Montgomery Street, off Old Wilmington Road, is filled with Habitat homes, and the debris of destroyed belongings is now piled in front of them as the homeowners try to rebuild their lives.
"Flood came through and took us on out, destroyed our home," Donnell Simmons said. "We lost everything."
Simmons has lived in a Habitat home for 18 years. He also spent 18 years as a cook, and his skills are coming in handy now as he uses a propane cooker to prepare meals.
"I took my family across the street over there to the shelter so we got rescued. They came in and took us out on a boat," he said.
Fifteen years ago, Annie Woodard worked hard to get a place of her own in the neighborhood. She said she will never forget how Hurricane Matthew washed away her piece of the American dream.

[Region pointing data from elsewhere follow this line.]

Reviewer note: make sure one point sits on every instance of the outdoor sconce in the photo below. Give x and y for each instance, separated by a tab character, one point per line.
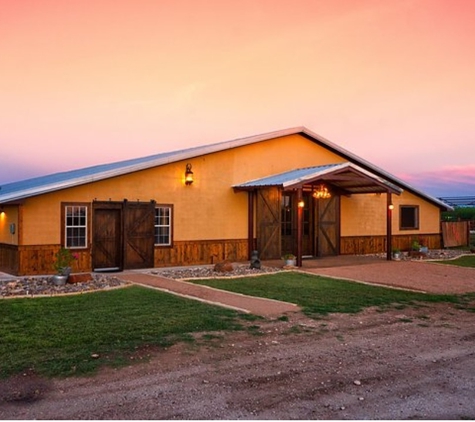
188	175
322	192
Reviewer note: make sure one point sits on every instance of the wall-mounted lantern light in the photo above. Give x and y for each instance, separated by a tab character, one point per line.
322	192
188	175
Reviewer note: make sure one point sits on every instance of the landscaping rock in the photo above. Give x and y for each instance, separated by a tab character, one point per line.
224	267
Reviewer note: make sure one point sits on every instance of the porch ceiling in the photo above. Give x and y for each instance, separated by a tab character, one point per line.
346	178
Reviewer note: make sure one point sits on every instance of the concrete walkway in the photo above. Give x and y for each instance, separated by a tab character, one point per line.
247	304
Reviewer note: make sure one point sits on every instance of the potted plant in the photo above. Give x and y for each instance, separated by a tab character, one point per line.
289	259
396	253
62	265
415	246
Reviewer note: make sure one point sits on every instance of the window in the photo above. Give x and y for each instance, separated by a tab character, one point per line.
409	217
75	226
163	225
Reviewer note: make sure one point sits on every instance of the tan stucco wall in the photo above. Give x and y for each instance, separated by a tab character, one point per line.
366	214
9	215
208	209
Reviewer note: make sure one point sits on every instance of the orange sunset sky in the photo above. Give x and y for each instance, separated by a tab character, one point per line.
86	82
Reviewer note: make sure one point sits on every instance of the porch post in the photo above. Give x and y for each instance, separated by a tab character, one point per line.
389	219
250	223
299	227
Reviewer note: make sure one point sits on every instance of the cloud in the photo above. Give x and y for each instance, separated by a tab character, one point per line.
448	181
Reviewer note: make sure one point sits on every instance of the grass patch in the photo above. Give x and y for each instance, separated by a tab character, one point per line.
463	261
321	295
56	336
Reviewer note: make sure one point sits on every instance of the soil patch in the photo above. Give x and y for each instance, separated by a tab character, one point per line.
411	363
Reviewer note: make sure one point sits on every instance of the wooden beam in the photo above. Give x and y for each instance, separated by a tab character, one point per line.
299	227
389	223
250	223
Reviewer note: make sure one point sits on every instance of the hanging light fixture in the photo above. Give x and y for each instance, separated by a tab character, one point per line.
188	175
321	192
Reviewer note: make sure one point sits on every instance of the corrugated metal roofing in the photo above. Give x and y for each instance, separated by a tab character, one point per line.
346	176
287	178
23	189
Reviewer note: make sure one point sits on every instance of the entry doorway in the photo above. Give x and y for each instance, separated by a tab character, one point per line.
327	226
123	235
320	225
289	224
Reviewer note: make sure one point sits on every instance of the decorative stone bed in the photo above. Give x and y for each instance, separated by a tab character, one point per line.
43	286
37	286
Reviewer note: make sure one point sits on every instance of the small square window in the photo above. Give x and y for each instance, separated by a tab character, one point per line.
75	226
163	225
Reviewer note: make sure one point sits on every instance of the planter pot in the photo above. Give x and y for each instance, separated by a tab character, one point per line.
60	280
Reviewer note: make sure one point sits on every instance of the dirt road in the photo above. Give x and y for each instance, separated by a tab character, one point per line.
401	364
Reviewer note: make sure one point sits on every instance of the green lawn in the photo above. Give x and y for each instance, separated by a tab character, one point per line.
58	335
463	261
321	295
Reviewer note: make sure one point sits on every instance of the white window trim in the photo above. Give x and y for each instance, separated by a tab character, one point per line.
169	225
66	226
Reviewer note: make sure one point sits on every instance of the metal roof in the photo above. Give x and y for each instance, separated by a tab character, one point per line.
23	189
459	201
347	177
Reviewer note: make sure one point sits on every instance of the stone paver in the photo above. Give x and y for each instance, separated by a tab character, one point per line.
243	303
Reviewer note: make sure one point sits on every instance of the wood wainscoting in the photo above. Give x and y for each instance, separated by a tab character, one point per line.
39	259
9	261
201	252
361	245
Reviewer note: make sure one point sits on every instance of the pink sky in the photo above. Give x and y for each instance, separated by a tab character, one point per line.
95	81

"I was on the phone and hoping it wouldn't come in, and my feet started getting wet," Woodard said. "I was looking out the window, and it was going down the street and coming in the door.

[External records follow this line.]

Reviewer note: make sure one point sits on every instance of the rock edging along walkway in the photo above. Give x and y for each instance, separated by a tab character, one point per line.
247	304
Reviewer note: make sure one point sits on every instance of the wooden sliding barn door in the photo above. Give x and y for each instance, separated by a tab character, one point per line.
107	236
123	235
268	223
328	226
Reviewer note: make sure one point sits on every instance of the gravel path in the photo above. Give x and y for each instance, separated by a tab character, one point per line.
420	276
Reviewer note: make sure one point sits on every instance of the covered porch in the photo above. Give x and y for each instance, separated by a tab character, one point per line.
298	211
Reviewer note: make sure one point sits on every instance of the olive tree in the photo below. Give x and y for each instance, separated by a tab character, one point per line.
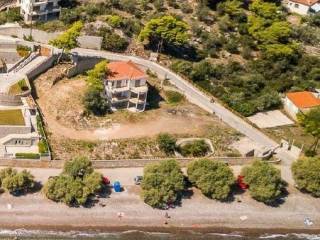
16	182
264	180
162	183
213	178
166	30
68	39
75	184
311	124
306	173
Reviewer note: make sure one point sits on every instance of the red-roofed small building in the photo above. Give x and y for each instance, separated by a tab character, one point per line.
126	86
296	102
304	7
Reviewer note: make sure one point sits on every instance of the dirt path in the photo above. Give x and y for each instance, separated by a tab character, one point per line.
62	107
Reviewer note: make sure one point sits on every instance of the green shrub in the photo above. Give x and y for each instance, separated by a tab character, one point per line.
75	184
306	173
15	182
265	183
23	51
42	145
197	148
174	97
213	178
28	155
167	143
162	183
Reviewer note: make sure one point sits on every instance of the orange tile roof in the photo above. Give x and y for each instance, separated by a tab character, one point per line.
124	70
303	99
306	2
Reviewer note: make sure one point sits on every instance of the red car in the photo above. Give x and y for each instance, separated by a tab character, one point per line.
240	182
105	180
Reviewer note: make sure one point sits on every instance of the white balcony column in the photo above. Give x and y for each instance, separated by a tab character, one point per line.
138	100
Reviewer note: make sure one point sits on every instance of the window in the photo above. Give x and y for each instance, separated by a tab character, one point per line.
137	83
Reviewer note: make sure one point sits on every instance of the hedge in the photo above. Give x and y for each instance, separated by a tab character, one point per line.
28	155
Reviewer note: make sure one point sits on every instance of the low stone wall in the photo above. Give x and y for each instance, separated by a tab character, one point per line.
14	30
7	130
44	66
8	100
126	163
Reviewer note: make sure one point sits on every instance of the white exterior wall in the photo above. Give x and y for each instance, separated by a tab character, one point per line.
298	8
290	108
143	82
35	8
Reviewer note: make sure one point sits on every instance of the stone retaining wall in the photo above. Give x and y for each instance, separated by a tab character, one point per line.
44	66
7	130
85	41
9	100
127	163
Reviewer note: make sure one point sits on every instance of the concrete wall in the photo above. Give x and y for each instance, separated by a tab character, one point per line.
290	108
90	42
7	130
7	100
44	66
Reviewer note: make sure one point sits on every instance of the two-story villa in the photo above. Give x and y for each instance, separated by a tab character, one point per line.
126	86
39	10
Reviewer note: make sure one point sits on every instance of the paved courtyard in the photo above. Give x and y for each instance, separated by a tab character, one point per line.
270	119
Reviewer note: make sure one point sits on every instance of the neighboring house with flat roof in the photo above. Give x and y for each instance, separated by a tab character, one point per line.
304	7
18	131
39	10
126	86
296	102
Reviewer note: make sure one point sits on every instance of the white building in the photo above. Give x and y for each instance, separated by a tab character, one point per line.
39	10
304	7
297	102
126	86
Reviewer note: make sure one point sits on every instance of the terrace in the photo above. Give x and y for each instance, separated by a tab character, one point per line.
12	117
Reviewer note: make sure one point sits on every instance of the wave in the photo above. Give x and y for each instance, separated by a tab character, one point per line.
41	234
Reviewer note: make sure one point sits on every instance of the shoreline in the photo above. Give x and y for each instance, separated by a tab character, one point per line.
95	230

"The sound, that was the worst," she said.
Woodard said she used a bicycle horn and a white flag to signal someone in a passing boat to rescue her. Now, her two brothers and her sister from Florida are helping clear the house so repairs can be made.
Gov. Pat McCrory toured the Habitat community on Friday and spoke with residents.
"Right now, our biggest challenge in the recovery from Hurricane Matthew is going to be housing," McCrory said. "We don't even have hotels to put people in because a lot of our hotels flooded."
None of the Montgomery Street residents had flood insurance. Although the Federal Emergency Management Agency is providing some financial assistance – primarily short-term housing and food – it once again will be Habitat volunteers who will help the residents reclaim their homes.
"I see only good things, and there's a good community development here," Habitat volunteer Ron Sheridan said. "You've got a core of Habitat homes in one area, so they're all in the same boat. They all understand what's happening and what's going to happen, and I can only see positive things. This neighborhood is going to be better than it was."